Я шёл к нему, как к Спасской башне

- Меня лично заводит сравнение западного склона и восточного склона, разница потенциалов двух уральских народов - пермского и екатеринбургского. Вы здорово излагаете, но ведь это сначала чувствовать надо. А Парфёнов это понимает, чувствует?

- Я не знаю, чувствует Леонид всё это или нет. Моя задача в том и заключается, что я должен объяснить, чтобы собеседник начал это чувствовать. Я и стараюсь. Если бы Леонид не поверил, что я всё-таки смогу справиться с этой задачей, он не стал бы со мной связываться.

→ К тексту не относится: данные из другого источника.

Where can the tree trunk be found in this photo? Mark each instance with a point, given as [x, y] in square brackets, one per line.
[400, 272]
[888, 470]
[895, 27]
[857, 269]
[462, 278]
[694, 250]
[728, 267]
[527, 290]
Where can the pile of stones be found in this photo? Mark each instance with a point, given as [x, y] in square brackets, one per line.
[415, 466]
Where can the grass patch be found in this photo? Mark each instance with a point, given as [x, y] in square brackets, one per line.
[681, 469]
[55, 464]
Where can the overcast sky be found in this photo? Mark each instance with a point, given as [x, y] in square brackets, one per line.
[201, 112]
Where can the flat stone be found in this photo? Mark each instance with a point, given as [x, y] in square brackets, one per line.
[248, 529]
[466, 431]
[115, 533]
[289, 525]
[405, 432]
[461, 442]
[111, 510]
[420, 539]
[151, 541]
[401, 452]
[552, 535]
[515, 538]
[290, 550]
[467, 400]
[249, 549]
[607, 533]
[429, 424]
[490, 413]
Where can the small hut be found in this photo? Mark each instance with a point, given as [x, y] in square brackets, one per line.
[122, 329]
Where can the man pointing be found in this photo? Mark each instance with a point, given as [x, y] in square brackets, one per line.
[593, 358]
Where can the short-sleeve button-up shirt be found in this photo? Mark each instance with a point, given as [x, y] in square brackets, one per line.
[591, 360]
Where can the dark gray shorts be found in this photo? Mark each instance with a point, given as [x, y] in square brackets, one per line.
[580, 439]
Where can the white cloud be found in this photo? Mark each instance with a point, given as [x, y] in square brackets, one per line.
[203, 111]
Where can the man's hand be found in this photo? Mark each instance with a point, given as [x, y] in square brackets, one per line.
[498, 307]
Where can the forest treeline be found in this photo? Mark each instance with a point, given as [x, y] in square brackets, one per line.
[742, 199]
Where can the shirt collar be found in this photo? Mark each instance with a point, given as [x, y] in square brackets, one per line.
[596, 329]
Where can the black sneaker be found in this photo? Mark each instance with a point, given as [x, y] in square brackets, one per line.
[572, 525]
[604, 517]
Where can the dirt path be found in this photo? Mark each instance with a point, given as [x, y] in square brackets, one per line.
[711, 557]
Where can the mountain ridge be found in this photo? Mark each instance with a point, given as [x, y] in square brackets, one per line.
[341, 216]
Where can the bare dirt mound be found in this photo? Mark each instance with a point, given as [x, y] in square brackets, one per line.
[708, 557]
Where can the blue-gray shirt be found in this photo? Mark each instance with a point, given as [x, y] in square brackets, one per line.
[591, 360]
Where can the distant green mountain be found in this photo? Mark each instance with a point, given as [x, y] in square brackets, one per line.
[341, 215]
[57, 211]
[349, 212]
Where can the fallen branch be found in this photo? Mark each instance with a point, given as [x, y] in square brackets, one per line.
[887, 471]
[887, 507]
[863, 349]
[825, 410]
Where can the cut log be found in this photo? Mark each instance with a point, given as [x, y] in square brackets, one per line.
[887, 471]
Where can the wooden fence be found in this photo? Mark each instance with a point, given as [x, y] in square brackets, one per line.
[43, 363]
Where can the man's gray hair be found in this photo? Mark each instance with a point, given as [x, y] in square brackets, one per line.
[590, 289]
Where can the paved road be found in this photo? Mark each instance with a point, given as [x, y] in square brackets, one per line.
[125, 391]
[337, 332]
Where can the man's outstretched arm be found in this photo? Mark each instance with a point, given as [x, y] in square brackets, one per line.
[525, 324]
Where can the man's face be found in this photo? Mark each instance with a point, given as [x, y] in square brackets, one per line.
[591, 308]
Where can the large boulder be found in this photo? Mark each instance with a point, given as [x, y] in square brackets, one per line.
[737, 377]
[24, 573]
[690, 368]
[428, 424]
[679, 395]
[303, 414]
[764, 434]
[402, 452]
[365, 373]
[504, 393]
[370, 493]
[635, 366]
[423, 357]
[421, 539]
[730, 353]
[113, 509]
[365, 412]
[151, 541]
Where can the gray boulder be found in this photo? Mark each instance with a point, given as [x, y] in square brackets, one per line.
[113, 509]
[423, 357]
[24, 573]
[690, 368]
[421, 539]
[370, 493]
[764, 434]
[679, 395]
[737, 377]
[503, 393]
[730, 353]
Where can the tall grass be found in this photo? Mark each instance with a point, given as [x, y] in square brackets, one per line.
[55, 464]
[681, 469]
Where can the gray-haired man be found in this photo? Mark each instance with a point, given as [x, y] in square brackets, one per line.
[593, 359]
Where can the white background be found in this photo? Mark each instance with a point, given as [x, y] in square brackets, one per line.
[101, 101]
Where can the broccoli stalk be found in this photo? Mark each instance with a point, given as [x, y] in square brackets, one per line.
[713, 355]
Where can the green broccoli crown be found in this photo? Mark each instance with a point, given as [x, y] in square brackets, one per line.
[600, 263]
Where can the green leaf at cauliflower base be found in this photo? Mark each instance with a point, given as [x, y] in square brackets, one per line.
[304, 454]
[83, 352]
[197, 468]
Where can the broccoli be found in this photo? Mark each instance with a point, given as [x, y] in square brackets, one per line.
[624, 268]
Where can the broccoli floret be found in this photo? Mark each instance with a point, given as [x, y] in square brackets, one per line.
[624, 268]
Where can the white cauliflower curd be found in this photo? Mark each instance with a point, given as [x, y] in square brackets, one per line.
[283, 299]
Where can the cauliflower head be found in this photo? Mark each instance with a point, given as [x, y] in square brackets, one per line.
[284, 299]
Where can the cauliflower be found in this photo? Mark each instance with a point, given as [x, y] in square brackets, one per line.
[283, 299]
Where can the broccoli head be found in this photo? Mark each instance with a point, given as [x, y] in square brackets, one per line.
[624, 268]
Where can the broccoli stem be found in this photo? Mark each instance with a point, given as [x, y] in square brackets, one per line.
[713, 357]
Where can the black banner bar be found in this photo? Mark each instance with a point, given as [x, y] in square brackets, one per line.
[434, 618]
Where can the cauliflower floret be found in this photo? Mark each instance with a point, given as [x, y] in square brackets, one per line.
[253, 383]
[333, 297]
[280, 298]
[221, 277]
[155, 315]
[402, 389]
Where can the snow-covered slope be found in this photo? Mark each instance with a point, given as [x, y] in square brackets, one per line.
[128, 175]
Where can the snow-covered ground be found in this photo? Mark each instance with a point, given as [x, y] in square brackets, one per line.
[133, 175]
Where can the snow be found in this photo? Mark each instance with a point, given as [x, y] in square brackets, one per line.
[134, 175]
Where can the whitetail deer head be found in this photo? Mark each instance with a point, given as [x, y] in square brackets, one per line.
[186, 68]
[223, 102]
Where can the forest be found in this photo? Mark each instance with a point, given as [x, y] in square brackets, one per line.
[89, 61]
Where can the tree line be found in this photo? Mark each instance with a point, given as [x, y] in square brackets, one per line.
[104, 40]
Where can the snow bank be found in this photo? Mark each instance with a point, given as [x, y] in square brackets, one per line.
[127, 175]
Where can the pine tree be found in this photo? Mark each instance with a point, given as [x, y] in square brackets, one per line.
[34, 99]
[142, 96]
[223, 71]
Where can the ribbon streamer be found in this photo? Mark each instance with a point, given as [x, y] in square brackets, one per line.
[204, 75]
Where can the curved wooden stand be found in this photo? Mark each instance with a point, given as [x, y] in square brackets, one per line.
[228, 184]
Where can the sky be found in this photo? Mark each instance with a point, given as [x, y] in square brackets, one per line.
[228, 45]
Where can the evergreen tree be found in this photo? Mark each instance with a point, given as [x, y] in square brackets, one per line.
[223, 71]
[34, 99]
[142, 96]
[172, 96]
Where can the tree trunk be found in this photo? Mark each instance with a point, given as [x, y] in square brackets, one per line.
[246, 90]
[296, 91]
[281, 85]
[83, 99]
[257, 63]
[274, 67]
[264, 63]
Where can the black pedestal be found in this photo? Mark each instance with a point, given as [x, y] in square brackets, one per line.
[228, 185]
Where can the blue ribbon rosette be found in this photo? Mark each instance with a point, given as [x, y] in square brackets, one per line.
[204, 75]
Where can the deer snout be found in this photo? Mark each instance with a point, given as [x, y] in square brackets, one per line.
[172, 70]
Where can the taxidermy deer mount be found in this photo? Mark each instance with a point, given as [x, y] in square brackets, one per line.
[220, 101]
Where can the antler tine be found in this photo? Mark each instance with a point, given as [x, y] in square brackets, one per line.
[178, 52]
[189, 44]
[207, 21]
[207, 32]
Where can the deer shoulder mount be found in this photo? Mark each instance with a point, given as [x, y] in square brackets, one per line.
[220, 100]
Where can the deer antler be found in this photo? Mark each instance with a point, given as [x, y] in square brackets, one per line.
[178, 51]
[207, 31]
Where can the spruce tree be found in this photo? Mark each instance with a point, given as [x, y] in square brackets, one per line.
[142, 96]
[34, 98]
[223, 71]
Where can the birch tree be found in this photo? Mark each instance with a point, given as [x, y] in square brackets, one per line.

- Вы сейчас плотно работаете над телепроектом "Урал - хребет России". Леонид Парфёнов станет ведущим, а съемки будет проводить студия "Намедни". С чьей стороны был первый шаг?

- С моей.

- А почему вы выбрали именно Парфёнова?

- Потому что я считаю его профессионалом экстра-класса. Потому что я придумывал фильм об Урале, в первую очередь ориентируясь на фильм Леонида Парфёнова "Российская империя". Для меня "империя" - высший образец подобного продукта. Естественно, когда мне пришлось выбирать художественного руководителя проекта, первым делом я пошёл к Леониду Парфёнову. Ну, как провинциал к Спасской башне.

- У вас есть ощущение, что всё сбылось? Не в том смысле, что всё сделано, а в том, что процесс-то пошёл, значит - сбылось?

- При взгляде извне кажется, что да, "всё сбылось". Но если глядеть изнутри, зная все желания, все планы, то понимаешь, что объём нереализованного значительно превосходит все мои титанические свершения. Как сказал, кажется, Декарт, "я знаю, что я ничего не знаю". Чем больше сбылось, тем больше несбывшегося. Следовательно, складывается ощущение, что не сбылось ничего. Но это ложное ощущение.